Daha sonra, elektrofizyoloji teçhizatMikroskop aşamasına bağlı hücreleri içeren bir monte oda aktarın. Ve baf çözeltisi ile önceden doldurulmuş boruyu A.Then parçasının deliğine yerleştirin, odayı doldurun ve hücreleri aynı anda 10 mililitre BAF çözeltisi ile yıkayın. İstenilen yama yapılandırması başarıyla elde edildikten sonra, kanal akımlarının oda sıcaklığında statik bir banyoda stabilize olmasını bekleyin.

Akımlar stabilize olur olmaz, kesme geriliminin bir sonraki adımından önce artan akımın stabilize olmasını sağlayan, adım adım şeklinde kesme uygulayın. Mechanosensitive kanal akımlarının statik banyoda gözlenen temel akımlara dönmesini sağlayarak, bölmeye akışı durdurarak hücrelere yakalama maruziyetini kaldırın. Burada gösterilen belirgin doğrusal dışa sızıntı akımı ile birincil fare mezenterik endotel hücresinden Kir akımı temsili bir ham kaydıdır.
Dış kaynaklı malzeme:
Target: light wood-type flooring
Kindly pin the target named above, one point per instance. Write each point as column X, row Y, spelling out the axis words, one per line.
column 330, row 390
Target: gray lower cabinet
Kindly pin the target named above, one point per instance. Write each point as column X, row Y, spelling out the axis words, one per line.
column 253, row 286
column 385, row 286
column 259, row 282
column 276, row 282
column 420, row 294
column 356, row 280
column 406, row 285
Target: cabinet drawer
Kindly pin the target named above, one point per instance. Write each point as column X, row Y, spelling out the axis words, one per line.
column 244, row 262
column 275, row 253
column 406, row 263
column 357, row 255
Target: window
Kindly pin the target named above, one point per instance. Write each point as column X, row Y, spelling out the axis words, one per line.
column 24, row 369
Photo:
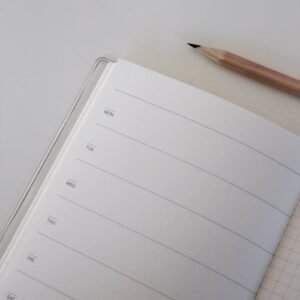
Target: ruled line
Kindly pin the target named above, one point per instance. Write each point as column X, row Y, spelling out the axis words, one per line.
column 194, row 166
column 106, row 266
column 176, row 204
column 45, row 284
column 156, row 242
column 209, row 128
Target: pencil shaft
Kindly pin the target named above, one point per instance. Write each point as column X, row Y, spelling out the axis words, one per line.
column 254, row 70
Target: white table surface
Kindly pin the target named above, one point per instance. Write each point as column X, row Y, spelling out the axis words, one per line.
column 48, row 47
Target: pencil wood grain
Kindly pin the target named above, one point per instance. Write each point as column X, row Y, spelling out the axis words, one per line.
column 253, row 70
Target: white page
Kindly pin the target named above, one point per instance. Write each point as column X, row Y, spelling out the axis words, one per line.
column 164, row 192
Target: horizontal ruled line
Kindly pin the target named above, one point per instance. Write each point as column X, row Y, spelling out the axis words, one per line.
column 156, row 242
column 209, row 128
column 175, row 203
column 195, row 167
column 106, row 266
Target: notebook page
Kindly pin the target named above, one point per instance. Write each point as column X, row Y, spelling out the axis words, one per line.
column 282, row 280
column 164, row 192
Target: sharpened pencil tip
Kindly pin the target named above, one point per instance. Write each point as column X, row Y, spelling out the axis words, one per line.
column 194, row 45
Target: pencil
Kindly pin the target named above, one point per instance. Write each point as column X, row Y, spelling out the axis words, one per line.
column 251, row 69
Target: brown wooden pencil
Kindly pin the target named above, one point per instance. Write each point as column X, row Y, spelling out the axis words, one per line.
column 251, row 69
Yama 400 milisaniyenin üzerinde negatif 140 ila pozitif 40 milivolt luk bir rampa uygulandı. Sızıntı akımı gerçek Kir kanal aktivitesinin analizini engeller. Sızıntı akımını çıkarmak için, önce sızıntı akımının doğrusal eğim iletkenliğini hesaplayın.

Ham veri üzerinde sızıntı akımı arsa için tüm ham iz karşılık gelen gerilimler tarafından çoklu G eğimi. Çizgi tam olarak dışa doğrusal sızıntı bindirmegerekir. Daha sonra, doğrusal dışa doğrusal akım picofarad başına yaklaşık sıfır picoamperes ve gerçek Kir akımı analiz edilebilir böylece tüm iz çizilmiş sızıntı akımı çıkarın.

Bu prosedürü denerken hatırlanması gereken en önemli şey, hücrelerin deneyler için erişilebilir olması için kapak camı odanın düzgün bir şekilde yerle bir etmektir. Buna ek olarak, kapak fişinin D parçasına yeterince yapıştığından, sıvı akışının hücreleri içeren kapak camı bozmayan bir şekilde yapıştırılmasından emin olun.